As Beatrice came closer, she could see that the surgeon had cleaved apart the dead girl’s chest, exposing her heart and her lungs, and he had opened up her abdomen so that he could take samples of her stomach contents and her bowels. He was spooning faecal matter into a metal dish with all the fastidiousness of a chef serving up pâté de foie gras.
He looked up as Beatrice approached and said, ‘May I be of assistance, madam? This mortuary is not open to the public, I’m afraid.’
‘Mr Pott,’ said Beatrice. ‘It’s a long time since I was here last, and I was very young, so you doubtless won’t remember me. But I’m sure you’ll remember my father, who brought me here. Clement Bannister, the apothecary. His shop was on Giltspur Street.’
‘But of course!’ said Percivall Pott, passing the metal dish to his assistant. ‘Clement Bannister was one of the most inventive apothecaries that London has ever known! He came here frequently to assist with post-mortem examinations, especially when we suspected poisons or other noxious substances. He was most inspired, too, when it came to my work on chimney sweeps, and how soot might cause malignancies. Well, well!’
Beatrice stepped forward, right up to the autopsy table, partly to show Percivall Pott that she wasn’t squeamish when it came to putrescent, half-disembowelled bodies.

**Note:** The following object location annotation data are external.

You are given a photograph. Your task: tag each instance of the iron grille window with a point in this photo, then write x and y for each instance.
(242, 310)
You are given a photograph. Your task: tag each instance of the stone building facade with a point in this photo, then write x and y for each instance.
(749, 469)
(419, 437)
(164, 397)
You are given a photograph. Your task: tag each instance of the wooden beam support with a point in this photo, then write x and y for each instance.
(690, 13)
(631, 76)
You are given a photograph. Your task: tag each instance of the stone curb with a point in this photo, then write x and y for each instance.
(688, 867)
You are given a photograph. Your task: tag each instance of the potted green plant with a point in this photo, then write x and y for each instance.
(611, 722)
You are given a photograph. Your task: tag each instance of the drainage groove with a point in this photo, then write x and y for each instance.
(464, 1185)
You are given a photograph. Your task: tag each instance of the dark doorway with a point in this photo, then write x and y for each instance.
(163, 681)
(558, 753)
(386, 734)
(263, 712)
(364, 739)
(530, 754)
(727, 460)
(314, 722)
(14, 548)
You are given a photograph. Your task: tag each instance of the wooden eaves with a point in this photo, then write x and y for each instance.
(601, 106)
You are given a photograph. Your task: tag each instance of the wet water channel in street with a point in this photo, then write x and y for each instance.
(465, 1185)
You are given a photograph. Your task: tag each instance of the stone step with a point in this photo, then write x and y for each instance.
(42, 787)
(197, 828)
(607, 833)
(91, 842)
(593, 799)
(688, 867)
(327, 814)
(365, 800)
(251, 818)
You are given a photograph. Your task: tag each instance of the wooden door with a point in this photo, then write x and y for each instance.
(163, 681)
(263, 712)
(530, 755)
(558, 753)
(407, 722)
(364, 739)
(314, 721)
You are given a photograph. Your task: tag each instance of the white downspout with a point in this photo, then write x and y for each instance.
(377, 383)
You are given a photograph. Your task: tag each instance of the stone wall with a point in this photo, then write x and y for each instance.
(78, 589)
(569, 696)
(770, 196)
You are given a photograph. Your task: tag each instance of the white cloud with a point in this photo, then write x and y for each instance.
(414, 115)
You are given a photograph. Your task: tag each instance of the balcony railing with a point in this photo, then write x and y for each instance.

‘I’m Beatrice,’ she said. ‘Beatrice Scarlet now, although I’m sad to say that I’m widowed. The reason I’m here is because of the suspicion that these girls may have been deliberately murdered. I have an interest in finding out if this is true, because I was taking care of them at St Mary Magdalene’s Refuge
.’
Percivall Pott looked down at the gaping ribcage and shook his head. ‘I think the man we need now is your father, so it’s very regretful that he’s no longer with us. Apart from some superficial bruising, which may have occurred post-mortem, there is no evidence that any of these girls was beaten or stabbed or strangled or drowned or that their death was caused by a physical assault of any kind. There are some superficial blisters around their lips, but nothing more than that. I believe we have to assume that they were poisoned. The question is – what with?’
‘Mr Pott, my father taught me everything he knew about poisons. Well – apart from everything he knew about headache pills and cough medicines. Not to mention all of his patented treatments for gout, and consumption, and social infections, and almost every other ailment you can think of.’
‘Really? So you’re something of a poison expert too?’
‘I’m a qualified apothecary, Mr Pott, even though I’m not recognized as such by the Guild.’
Mr Pott nodded across the mortuary to his workbench, which was cluttered with flasks and retorts and mortars and a flickering oil lamp.
‘I’ve tested for almost all the common poisons so far, but my results have either been negative or inconclusive. First I tested for cyanide, because it degenerates after only a day or two. Even so, cyanide can still leave a lingering smell of bitter almonds in the stomach, and some alkaline burns in the digestive tract, but there was no trace of those. I’ve also tested for strychnine, belladonna, hemlock and henbane, as well as ether and chloroform and God alone knows what else. Again, no positive results.’
‘Arsenic?’
‘Arsenic of course, and I found a fairly high level, but not enough I’d say to be fatal. There’s arsenic in so many tonics, and women’s cosmetics, and in wine, so a measure of arsenic is not at all unusual.’
‘What will you be testing for next?’
‘To be absolutely honest with you, madam, I have no idea. Some malignant substance killed these unfortunate young women, there’s no question of that. They certainly didn’t die of any allergy or wasp sting or other natural causes – not all seven of them. But I cannot think what that malignant substance could have been, because I can detect no trace of it.’